Locust 'Request time' vs 'Response time' for single request

1k views Asked by At

I have been working on an update of the YottaDB web framework benchmarks. I am having trouble working out the difference between locust request times and response times. This answer implies that response time includes all requests to that endpoint.

But these benchmarks were created by sending >10,000 requests to just one endpoint. Does that mean response time should be identical to the request time? Or should the response time cover all 10,000 requests? It seems to be neither.

My results summarised here show for the Lua web stack, an average request time of 1422ms but a 50%tile response time of 250ms. I you want more detail, here's the benchmarking setup.

How are these two related?

1

There are 1 answers

10
Solowalker On BEST ANSWER

"Response time" is the amount of time between your user making the initial request to when a response from the server is received. Locust's http client inherits from Requests so you can research more of what that response time (sometimes called elapsed in code) means technically, but the gist is that is how long the use is waiting for a response. That includes network time but is primarily determined by the amount of time it takes your server to accept the request, do whatever work it needs to, and then send the response.

EDIT:

Your specific concerns about why there's a difference between the average and 50%ile response times comes down to what average and percentiles are. They are not the same thing so the numbers are expected to almost always be different (unless you have a very responsive system that you're not able to stress sufficiently and all your response times come back as roughly the same).

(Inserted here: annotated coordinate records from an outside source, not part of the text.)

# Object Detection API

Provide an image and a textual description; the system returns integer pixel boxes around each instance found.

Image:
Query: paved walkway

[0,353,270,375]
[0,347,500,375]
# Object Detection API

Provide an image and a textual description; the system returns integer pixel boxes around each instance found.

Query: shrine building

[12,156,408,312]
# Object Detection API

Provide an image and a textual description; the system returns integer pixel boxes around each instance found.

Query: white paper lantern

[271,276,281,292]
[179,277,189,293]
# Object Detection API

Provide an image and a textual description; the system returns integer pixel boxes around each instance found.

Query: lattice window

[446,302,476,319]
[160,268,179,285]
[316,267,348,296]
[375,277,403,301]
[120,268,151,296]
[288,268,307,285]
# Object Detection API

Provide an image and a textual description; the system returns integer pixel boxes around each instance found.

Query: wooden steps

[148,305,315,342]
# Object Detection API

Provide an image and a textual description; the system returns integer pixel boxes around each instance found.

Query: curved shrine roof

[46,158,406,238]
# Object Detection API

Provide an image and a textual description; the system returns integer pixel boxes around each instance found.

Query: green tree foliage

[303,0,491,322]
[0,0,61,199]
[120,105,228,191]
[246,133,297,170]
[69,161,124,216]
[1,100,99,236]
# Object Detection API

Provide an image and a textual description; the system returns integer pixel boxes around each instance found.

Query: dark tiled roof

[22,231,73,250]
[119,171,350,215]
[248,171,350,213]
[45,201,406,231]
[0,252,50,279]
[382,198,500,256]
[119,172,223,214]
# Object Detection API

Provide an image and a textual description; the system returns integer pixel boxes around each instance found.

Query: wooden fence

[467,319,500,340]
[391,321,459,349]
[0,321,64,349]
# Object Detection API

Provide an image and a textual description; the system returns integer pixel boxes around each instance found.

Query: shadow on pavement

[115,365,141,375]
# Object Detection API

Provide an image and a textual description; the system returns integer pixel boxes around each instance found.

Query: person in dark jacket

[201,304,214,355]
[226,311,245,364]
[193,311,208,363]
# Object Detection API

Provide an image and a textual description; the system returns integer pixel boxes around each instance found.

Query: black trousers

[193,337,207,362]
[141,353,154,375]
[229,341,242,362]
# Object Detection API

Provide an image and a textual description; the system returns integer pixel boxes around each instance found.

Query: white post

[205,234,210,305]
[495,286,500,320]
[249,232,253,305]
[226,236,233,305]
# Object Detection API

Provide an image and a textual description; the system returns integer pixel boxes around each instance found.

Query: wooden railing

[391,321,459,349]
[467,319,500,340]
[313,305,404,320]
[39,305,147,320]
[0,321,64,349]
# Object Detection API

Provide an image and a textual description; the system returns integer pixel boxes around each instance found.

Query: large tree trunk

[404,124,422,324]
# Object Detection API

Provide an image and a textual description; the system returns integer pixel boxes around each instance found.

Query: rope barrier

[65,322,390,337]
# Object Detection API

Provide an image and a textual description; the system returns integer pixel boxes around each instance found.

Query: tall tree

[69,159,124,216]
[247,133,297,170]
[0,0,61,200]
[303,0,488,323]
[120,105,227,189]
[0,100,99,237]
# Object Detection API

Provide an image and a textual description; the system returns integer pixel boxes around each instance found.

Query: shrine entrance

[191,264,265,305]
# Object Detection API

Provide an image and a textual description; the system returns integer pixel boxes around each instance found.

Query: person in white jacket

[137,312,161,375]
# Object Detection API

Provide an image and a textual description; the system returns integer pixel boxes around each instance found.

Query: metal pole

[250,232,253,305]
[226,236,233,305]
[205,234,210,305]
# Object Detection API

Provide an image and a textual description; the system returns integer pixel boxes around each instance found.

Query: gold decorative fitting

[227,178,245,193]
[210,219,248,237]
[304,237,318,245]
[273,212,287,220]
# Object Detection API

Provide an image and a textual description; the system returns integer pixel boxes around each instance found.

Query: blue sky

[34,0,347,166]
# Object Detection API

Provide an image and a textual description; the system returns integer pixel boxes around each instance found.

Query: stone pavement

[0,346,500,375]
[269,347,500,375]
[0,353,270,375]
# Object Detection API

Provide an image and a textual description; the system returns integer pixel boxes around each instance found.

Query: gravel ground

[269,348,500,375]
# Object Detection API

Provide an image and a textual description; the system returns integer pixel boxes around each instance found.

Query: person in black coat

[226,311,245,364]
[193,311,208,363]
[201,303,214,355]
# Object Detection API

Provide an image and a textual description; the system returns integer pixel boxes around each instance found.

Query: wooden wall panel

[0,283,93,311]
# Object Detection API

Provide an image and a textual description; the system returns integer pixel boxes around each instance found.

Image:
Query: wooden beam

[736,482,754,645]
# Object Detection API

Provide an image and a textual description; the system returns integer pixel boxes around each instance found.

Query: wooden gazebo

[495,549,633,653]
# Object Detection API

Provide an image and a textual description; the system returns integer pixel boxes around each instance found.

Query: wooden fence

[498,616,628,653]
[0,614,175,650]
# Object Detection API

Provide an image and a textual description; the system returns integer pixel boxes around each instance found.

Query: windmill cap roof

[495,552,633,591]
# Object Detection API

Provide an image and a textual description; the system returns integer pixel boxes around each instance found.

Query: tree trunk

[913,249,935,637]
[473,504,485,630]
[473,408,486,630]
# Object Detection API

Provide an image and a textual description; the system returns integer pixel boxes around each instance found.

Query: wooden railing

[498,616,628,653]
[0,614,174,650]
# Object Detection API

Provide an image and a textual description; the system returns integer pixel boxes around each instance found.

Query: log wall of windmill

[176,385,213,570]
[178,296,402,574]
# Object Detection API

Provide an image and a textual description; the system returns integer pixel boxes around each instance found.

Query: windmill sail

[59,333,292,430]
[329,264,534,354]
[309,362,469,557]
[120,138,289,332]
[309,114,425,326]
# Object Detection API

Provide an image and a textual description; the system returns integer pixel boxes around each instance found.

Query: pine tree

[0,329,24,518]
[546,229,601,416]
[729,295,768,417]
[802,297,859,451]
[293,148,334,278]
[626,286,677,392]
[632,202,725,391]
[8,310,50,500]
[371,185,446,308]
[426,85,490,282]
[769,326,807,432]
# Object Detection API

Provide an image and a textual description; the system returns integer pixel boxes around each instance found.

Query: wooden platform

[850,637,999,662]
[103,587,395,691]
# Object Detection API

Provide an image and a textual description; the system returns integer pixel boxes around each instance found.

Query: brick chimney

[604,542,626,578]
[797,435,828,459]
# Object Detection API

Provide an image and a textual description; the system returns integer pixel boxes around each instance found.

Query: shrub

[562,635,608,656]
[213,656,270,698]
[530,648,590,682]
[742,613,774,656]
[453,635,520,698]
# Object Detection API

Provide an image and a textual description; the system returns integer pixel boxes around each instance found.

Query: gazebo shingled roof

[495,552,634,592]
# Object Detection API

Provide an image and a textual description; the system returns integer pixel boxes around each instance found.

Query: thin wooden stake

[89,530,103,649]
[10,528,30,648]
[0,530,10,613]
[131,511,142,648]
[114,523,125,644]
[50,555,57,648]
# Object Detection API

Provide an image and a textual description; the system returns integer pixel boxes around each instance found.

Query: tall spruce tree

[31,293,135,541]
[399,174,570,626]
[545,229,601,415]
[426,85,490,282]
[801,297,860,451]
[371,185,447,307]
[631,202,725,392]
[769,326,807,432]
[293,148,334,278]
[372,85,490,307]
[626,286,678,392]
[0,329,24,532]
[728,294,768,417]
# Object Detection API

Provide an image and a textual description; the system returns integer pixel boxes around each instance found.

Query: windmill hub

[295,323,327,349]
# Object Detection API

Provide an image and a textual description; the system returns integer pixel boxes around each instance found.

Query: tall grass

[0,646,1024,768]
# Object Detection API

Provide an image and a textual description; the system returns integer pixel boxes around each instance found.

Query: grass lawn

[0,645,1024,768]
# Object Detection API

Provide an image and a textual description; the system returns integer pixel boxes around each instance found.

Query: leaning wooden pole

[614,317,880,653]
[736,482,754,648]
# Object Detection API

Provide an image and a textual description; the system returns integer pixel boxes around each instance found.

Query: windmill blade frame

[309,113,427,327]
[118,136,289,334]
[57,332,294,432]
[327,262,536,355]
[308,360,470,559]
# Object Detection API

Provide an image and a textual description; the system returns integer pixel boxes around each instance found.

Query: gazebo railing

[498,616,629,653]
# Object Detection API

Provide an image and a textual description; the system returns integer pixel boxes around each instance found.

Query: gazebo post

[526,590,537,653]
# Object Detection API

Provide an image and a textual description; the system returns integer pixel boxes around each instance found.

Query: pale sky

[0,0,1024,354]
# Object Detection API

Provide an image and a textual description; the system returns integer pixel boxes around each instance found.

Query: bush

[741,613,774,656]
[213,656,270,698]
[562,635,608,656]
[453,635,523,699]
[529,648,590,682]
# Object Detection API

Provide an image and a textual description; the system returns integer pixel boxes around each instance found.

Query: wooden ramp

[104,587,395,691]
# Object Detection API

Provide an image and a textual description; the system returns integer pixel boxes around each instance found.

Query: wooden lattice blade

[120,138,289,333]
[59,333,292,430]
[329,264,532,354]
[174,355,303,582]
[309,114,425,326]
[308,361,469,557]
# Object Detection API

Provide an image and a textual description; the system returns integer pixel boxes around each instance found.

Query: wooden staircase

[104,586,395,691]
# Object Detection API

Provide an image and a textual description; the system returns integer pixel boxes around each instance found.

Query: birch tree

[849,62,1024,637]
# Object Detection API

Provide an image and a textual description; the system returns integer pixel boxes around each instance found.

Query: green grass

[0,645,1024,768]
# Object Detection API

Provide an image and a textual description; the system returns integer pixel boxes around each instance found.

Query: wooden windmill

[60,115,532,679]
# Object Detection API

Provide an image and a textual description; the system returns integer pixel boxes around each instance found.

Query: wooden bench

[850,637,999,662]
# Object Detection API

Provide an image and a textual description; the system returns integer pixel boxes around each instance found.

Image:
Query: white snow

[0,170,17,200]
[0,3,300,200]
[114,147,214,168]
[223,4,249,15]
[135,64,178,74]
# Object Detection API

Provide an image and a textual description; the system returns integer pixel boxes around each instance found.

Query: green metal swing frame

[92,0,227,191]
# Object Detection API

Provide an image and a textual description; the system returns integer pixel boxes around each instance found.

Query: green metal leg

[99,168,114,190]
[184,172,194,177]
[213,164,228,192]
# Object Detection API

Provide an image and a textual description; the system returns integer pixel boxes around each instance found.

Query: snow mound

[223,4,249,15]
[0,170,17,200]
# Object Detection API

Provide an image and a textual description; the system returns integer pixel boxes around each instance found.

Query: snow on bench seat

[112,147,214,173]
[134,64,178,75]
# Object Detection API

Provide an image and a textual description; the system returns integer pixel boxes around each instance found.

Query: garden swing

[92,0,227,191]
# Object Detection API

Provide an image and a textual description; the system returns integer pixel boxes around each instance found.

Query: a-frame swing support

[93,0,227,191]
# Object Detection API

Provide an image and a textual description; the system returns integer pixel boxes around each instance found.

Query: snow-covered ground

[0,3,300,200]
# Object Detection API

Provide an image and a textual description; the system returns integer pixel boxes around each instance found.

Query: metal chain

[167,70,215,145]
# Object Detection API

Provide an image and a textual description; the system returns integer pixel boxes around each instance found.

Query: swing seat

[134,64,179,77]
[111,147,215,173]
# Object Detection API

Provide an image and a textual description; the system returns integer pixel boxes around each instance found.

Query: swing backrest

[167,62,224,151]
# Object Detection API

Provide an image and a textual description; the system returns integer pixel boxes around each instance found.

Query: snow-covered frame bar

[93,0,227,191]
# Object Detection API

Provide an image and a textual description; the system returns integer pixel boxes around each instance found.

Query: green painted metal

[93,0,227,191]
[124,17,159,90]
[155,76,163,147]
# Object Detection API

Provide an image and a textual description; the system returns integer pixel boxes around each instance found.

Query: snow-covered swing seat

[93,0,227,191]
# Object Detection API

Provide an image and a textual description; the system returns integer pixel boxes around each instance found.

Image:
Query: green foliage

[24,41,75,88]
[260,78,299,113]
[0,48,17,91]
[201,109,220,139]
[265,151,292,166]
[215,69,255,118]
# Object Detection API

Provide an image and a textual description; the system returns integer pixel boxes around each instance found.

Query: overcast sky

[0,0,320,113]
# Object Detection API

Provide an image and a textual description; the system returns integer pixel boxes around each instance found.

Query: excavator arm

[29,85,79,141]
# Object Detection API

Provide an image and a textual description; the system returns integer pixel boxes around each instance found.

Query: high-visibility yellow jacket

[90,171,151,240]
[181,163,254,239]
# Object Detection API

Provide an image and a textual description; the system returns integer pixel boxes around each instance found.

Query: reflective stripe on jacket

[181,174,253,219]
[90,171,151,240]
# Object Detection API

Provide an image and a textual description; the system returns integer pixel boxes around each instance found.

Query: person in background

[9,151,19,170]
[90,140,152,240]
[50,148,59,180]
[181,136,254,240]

Here's some simplified math to help you understand using your specific data. In a comment, you mentioned yottalua's data so we'll use that. yottalua had 21781 requests with an average response time of 1217ms. We get that by adding up the response time for every single request and divide it by the number of requests, meaning the sum total of all response times for all requests must be around 21781*1217=26,507,477ms.

The %tiles, though, give you more detailed information. They are saying that a large majority—somewhere between 80% and 90%—of your requests are fine with low response times, but things start to break down from there. 10%-20% of the requests have a really high response time. With this information we can approximate an average to compare with what Locust has already told us the average is. Let's pick some numbers and say that 15% (the middle between 10% and 20%) of your requests (21781*.15=3267.15 requests) have high response times and say they're all 6000ms (a number close to the middle between 2400ms that's your 80%ile and 13000ms at your 100%ile) and all the other 85% of your requests (21781 *.85=18513.85 requests) had 240ms (60%ile).

((21781*.15*6000)+(21781*.85*240))/21781 = 1104

Again, this is simplified and was arrived at with picking random numbers to make the math easier, but it gets us in the ballpark of the reported average (1104ms vs 1217ms).

You may have a majority of requests with a low response time (e.g. 80% of 21781, or 17,424.8 requests with 290ms) but your minority of requests with a really high response time (e.g. 20% of 21781, or 4,356 requests with 2400ms-13000ms) will skew the average higher than you think. But both your percentiles and averages will be correct even though they are different, they're just different ways of looking at the body of data you have that is your test results.